Following the release of the first gameplay trailer in March 2022, the game received criticism for basing it in the Goblin Rebellion era of Wizarding World history, with the game's storyline focusing on the player suppressing a goblin rebellion. The Wizarding World lore surrounding goblins has previously been accused of being based on antisemitic tropes. The criticism stemmed from the belief that the game's core message was that the minority goblin group should be considered the enemy for rebelling against their oppressor and fighting for freedom and equal rights. According to The Mary Sue, the central plot-line was compared by some social media users to the antisemitic blood libel myth, in which Jews were accused of using the blood of Christian children in rituals, though they admitted this may simply be a coincidence.

However, the portrayal of goblins in both the game and the larger Harry Potter universe has been defended by some.The non-governmental organization Campaign Against Antisemitism argued that the depiction is consistent with how goblins have been portrayed in Western literature over the centuries and is not evidence of malice on the part of contemporary artists. The statement also commended Rowling for her tireless efforts in defending the Jewish community. In an exchange with The Times of Israel, Travis Northup of IGN disagreed with the idea that the game contained antisemitic tropes. He pointed out that the story did not feature a group of goblins controlling banks or attempting to seize power, but rather focused on a single goblin who rebelled against the Wizarding World's demand of denying magical access to his kind. Jewish comedian and political commentator Jon Stewart, who was previously reported by several media to have made the same accusations, retorted the next day that he was misrepresented and that he did not think the goblins' portrayal in Harry Potter or J.K. Rowling herself were antisemitic. He added that antisemitic tropes are so ingrained in society that they are almost impossible to spot.

Shortly before the release of Hogwarts Legacy, a dedicated page was created with the sole purpose of targeting Twitch streamers who played the game. The web tool in question filtered accounts streaming the game, leading to the harassment of some. The page was taken down shortly after. Following Hogwarts Legacys early-access release on 7 February 2023, some content creators and streamers were criticised and harassed by others opposed to Rowling's views for promoting and broadcasting the game. As a result, some streamers ultimately decided to not stream the game at all, with Polygon noting that it occurred either in favour of ongoing protests or for fear of harassment. Despite the efforts to boycott the game, its viewership on live-streaming service Twitch peaked at a record-breaking 1.27 million concurrent viewers on 7 February. This made Hogwarts Legacy the most-watched single-player game of all time by peak viewers on the platform.

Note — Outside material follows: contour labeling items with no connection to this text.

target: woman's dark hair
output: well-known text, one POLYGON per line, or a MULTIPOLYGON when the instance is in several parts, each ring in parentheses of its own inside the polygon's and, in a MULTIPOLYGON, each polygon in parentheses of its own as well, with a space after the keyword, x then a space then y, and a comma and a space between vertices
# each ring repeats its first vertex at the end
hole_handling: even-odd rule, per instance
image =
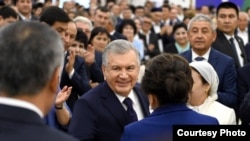
POLYGON ((155 95, 159 105, 186 103, 193 86, 191 68, 186 59, 178 54, 163 53, 152 58, 146 65, 141 88, 155 95))
POLYGON ((84 44, 84 48, 86 49, 88 46, 88 36, 86 35, 86 33, 84 33, 82 31, 82 29, 77 29, 77 33, 76 33, 76 41, 81 42, 84 44))
POLYGON ((95 27, 90 34, 89 37, 89 44, 91 44, 92 40, 94 39, 95 36, 99 35, 99 34, 106 34, 108 36, 108 38, 111 40, 111 36, 108 32, 108 30, 104 27, 95 27))
POLYGON ((120 25, 117 28, 117 32, 122 34, 124 27, 127 25, 132 26, 132 28, 134 29, 134 35, 135 35, 137 33, 137 28, 136 28, 135 22, 131 19, 122 20, 122 22, 120 23, 120 25))
POLYGON ((187 25, 183 22, 177 23, 173 26, 173 34, 175 34, 176 30, 179 28, 184 28, 187 31, 187 25))

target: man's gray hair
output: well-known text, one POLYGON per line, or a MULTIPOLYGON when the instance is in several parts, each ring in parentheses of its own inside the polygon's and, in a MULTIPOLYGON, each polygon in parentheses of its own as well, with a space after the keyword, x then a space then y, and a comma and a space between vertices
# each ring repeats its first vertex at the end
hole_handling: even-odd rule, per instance
POLYGON ((117 39, 112 42, 110 42, 104 49, 102 54, 102 65, 107 66, 108 65, 108 56, 109 54, 125 54, 129 52, 130 50, 133 50, 136 54, 136 58, 138 61, 138 64, 140 65, 140 55, 138 50, 134 47, 134 45, 123 39, 117 39))
POLYGON ((212 30, 216 30, 216 26, 214 24, 214 22, 212 21, 212 19, 204 14, 197 14, 196 16, 194 16, 188 23, 188 31, 190 30, 190 28, 192 27, 194 22, 197 21, 205 21, 205 22, 209 22, 211 29, 212 30))
POLYGON ((63 42, 47 24, 15 22, 0 30, 0 39, 0 91, 10 97, 37 94, 62 68, 63 42))

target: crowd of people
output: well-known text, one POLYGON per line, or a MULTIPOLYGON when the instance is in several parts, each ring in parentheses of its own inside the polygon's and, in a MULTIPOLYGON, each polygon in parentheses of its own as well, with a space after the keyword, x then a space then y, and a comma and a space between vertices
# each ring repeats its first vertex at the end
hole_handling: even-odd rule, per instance
POLYGON ((0 139, 165 141, 175 124, 248 125, 249 17, 232 2, 4 0, 0 139))

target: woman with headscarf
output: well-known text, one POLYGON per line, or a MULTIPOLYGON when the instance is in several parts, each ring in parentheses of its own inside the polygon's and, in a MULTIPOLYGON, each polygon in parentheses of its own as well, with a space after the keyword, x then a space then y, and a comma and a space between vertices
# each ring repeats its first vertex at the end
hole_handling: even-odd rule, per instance
POLYGON ((190 66, 194 84, 188 107, 217 118, 219 124, 236 124, 235 111, 216 101, 219 79, 214 68, 206 61, 192 62, 190 66))

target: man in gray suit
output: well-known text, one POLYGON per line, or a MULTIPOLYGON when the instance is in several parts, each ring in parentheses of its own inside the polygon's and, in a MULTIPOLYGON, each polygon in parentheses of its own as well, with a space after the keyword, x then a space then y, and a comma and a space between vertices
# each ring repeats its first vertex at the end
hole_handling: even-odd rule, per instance
POLYGON ((20 21, 0 30, 0 139, 76 141, 47 126, 61 74, 63 43, 48 25, 20 21))

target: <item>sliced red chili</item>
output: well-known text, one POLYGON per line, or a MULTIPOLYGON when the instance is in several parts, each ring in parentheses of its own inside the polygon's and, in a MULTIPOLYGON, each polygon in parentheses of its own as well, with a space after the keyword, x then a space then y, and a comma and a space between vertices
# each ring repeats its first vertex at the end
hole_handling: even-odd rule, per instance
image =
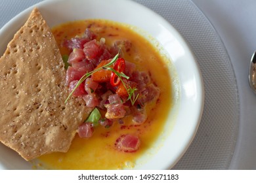
MULTIPOLYGON (((113 67, 117 72, 121 73, 125 70, 125 61, 123 58, 118 58, 113 67)), ((110 84, 113 86, 117 86, 120 84, 120 78, 115 73, 111 73, 110 84)))

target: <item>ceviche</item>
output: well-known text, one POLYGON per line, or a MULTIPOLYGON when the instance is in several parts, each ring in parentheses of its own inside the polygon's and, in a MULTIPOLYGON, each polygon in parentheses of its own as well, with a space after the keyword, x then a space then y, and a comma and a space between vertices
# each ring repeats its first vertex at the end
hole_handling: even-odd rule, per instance
POLYGON ((67 153, 39 158, 49 169, 133 167, 161 134, 172 106, 171 80, 156 48, 133 28, 102 20, 53 29, 70 97, 91 108, 67 153))

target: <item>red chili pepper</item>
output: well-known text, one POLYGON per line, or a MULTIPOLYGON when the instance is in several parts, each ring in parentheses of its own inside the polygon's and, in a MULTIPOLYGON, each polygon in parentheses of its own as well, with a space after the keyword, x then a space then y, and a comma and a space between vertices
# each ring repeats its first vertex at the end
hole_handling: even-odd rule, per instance
MULTIPOLYGON (((118 58, 113 67, 117 72, 121 73, 125 70, 125 61, 123 58, 118 58)), ((120 84, 120 78, 115 73, 111 73, 110 84, 113 86, 117 86, 120 84)))

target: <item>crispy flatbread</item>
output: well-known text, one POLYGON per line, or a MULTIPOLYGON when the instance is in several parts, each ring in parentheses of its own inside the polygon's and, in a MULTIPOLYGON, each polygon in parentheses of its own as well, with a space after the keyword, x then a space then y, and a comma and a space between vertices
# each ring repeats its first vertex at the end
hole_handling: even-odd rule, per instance
POLYGON ((91 108, 70 98, 56 42, 37 8, 0 58, 0 141, 26 160, 67 152, 91 108))

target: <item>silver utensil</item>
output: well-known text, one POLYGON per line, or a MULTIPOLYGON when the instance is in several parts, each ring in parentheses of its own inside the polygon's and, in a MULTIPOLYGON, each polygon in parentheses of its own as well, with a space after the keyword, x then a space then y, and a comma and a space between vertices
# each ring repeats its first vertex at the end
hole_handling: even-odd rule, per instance
POLYGON ((256 93, 256 51, 251 58, 249 67, 249 84, 253 92, 256 93))

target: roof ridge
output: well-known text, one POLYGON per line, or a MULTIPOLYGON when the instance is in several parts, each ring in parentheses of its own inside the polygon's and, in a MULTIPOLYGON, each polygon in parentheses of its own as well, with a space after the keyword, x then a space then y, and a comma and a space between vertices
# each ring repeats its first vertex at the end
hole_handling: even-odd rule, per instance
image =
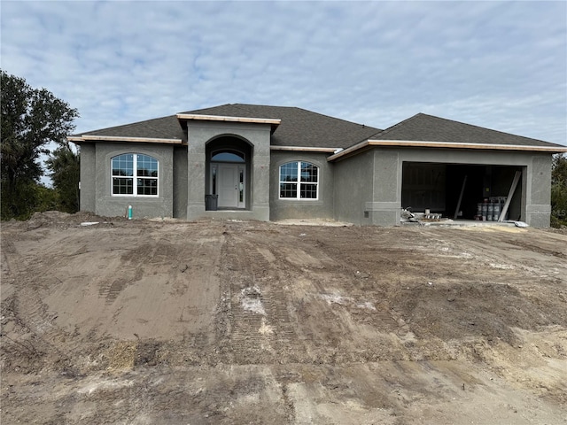
MULTIPOLYGON (((417 114, 414 115, 414 117, 416 117, 417 115, 423 115, 425 117, 434 118, 434 119, 437 119, 437 120, 443 120, 445 121, 451 121, 451 122, 454 122, 456 124, 460 124, 462 126, 474 127, 475 128, 478 128, 479 130, 482 130, 482 131, 489 130, 489 131, 493 131, 495 133, 500 133, 501 135, 514 135, 515 137, 522 137, 524 139, 534 140, 536 142, 545 142, 546 143, 551 143, 551 142, 548 142, 548 141, 541 140, 541 139, 535 139, 533 137, 528 137, 526 135, 517 135, 517 134, 514 134, 514 133, 509 133, 507 131, 495 130, 493 128, 488 128, 487 127, 481 127, 481 126, 478 126, 476 124, 470 124, 468 122, 457 121, 456 120, 451 120, 449 118, 438 117, 436 115, 431 115, 429 113, 419 112, 417 114)), ((414 118, 414 117, 411 117, 411 118, 414 118)), ((556 144, 556 143, 553 143, 553 144, 556 144)), ((559 145, 559 146, 561 146, 561 145, 559 145)))
MULTIPOLYGON (((411 120, 413 120, 413 119, 415 119, 415 118, 418 117, 419 115, 425 115, 425 114, 424 114, 424 113, 422 113, 422 112, 418 112, 418 113, 416 113, 416 115, 412 115, 411 117, 407 118, 406 120, 401 120, 401 121, 400 121, 400 122, 398 122, 398 123, 394 124, 393 126, 390 126, 390 127, 389 127, 388 128, 386 128, 385 130, 379 131, 379 132, 378 132, 378 133, 377 133, 376 135, 372 135, 372 137, 374 137, 374 136, 376 136, 376 135, 385 135, 386 133, 389 133, 390 131, 393 130, 394 128, 398 128, 399 127, 401 127, 403 124, 405 124, 405 123, 407 123, 407 122, 410 121, 411 120)), ((431 115, 431 116, 432 116, 432 115, 431 115)))

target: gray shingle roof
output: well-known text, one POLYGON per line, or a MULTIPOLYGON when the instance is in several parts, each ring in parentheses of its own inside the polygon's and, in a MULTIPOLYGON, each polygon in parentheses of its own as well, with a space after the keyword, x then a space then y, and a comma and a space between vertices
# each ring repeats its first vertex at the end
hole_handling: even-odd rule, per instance
MULTIPOLYGON (((322 115, 301 108, 227 104, 181 113, 281 120, 272 135, 272 146, 348 148, 360 142, 400 140, 482 144, 561 147, 541 140, 418 113, 385 130, 322 115)), ((148 137, 187 141, 176 115, 89 131, 75 135, 148 137)))
POLYGON ((229 104, 183 113, 281 120, 272 135, 272 146, 347 148, 380 131, 301 108, 229 104))
POLYGON ((123 126, 111 127, 100 130, 89 131, 75 135, 106 135, 113 137, 148 137, 156 139, 182 139, 187 141, 187 135, 179 125, 177 117, 154 118, 145 121, 133 122, 123 126))
POLYGON ((510 135, 482 127, 418 113, 372 136, 374 140, 449 142, 456 143, 560 146, 541 140, 510 135))
MULTIPOLYGON (((367 140, 370 135, 380 131, 373 127, 355 124, 305 109, 286 106, 229 104, 181 113, 281 120, 281 124, 272 135, 273 146, 347 148, 367 140)), ((89 131, 76 135, 83 135, 175 138, 187 141, 187 135, 175 115, 89 131)))

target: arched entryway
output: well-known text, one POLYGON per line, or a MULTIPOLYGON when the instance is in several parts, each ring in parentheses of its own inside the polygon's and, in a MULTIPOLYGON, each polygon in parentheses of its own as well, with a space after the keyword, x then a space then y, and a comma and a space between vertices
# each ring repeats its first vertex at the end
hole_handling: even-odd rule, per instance
POLYGON ((250 205, 252 146, 236 136, 221 136, 206 144, 205 189, 220 210, 250 205))

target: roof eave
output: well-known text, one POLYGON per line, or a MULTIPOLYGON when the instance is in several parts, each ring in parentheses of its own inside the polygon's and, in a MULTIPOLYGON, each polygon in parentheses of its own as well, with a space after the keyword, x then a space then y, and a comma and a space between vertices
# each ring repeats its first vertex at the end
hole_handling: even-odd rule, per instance
POLYGON ((425 142, 413 140, 375 140, 369 139, 351 146, 327 158, 328 161, 334 161, 342 157, 353 154, 359 150, 371 146, 381 147, 400 147, 400 148, 443 148, 443 149, 473 149, 484 151, 517 151, 530 152, 547 153, 564 153, 567 152, 567 146, 535 146, 521 144, 496 144, 496 143, 454 143, 454 142, 425 142))
POLYGON ((84 142, 126 142, 134 143, 163 143, 163 144, 182 144, 182 139, 162 139, 158 137, 125 137, 120 135, 69 135, 69 142, 75 144, 81 144, 84 142))
POLYGON ((244 122, 252 124, 269 124, 274 131, 282 122, 281 120, 274 118, 250 118, 250 117, 229 117, 223 115, 202 115, 199 113, 178 113, 177 120, 197 120, 197 121, 225 121, 225 122, 244 122))

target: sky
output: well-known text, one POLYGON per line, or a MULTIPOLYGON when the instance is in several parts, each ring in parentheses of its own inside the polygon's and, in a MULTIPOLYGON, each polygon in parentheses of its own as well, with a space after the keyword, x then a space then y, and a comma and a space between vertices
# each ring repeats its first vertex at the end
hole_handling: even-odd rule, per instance
POLYGON ((76 134, 223 104, 567 145, 567 2, 4 1, 0 67, 76 134))

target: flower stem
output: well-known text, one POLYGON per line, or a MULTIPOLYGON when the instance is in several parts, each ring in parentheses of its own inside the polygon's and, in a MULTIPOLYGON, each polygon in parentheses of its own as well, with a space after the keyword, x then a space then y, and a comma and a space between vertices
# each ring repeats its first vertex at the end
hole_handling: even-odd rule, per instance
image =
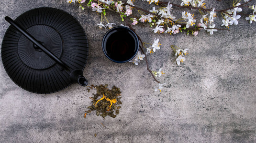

Hogwarts Legacy became a subject of contention in response to Rowling's controversial views on transgender people. Many in opposition to Rowling called for a boycott of the game as a means of showing solidarity with the transgender community, and to impede the financial benefits she would receive from its release. Others felt that Hogwarts Legacy could be separated from the views of its universe's creator. On behalf of Warner Bros. Interactive Entertainment and in light of the controversy, President David Haddad stated that Rowling has the right to hold her personal viewpoint. Several weeks before the game's launch, actor Sebastian Croft, who voiced the protagonist in the game, distanced himself from Rowling's views. Writing for GameSpot, the transgender YouTuber Jessie Earl wrote that those on each side of the debate should come to their own conclusions. While she felt it was not wrong to want to play Hogwarts Legacy, those who did should not claim to be supportive of the trans community.

Additional content 
By joining the Harry Potter Fan Club and linking the WB Games account, players were able to receive free cosmetic items. PlayStation versions of the game include "The Haunted Hogsmeade Shop" as exclusive content and the recipe for the "Felix Felicis" potion as a pre-order exclusive. The former consists of an additional dungeon, cosmetic set and the feature of owning an in-game shop, while the latter allows the player to reveal gear chests on the map. Accompanied by the launch of Hogwarts Legacy, the Dark Arts Pack was released as either a part of the Deluxe and Collector's editions or as downloadable content (DLC) for users of the regular edition. The DLC consists of an exclusive mount, a clothing set and a new battle arena location. The Dark Arts Battle Arena expands the two available battle arenas available in the base game. Since the early access release on 7 February 2023 up until 24 February 2023, players were able to receive five free cosmetic items exclusively through Twitch drops. In February 2023, shortly after the release, game director Alan Tew stated that the team focused on the launch only and did not plan to release additional content yet.

Reception

Critical response
According to review aggregator Metacritic, Hogwarts Legacy received "generally favourable" reviews, based on 20 reviews for PC, 92 reviews for the PlayStation 5 and 19 reviews for the Xbox Series X. The game was nominated for "Most Anticipated Game" at the Game Awards 2022 and for "Most Wanted Game" at the Golden Joystick Awards 2022.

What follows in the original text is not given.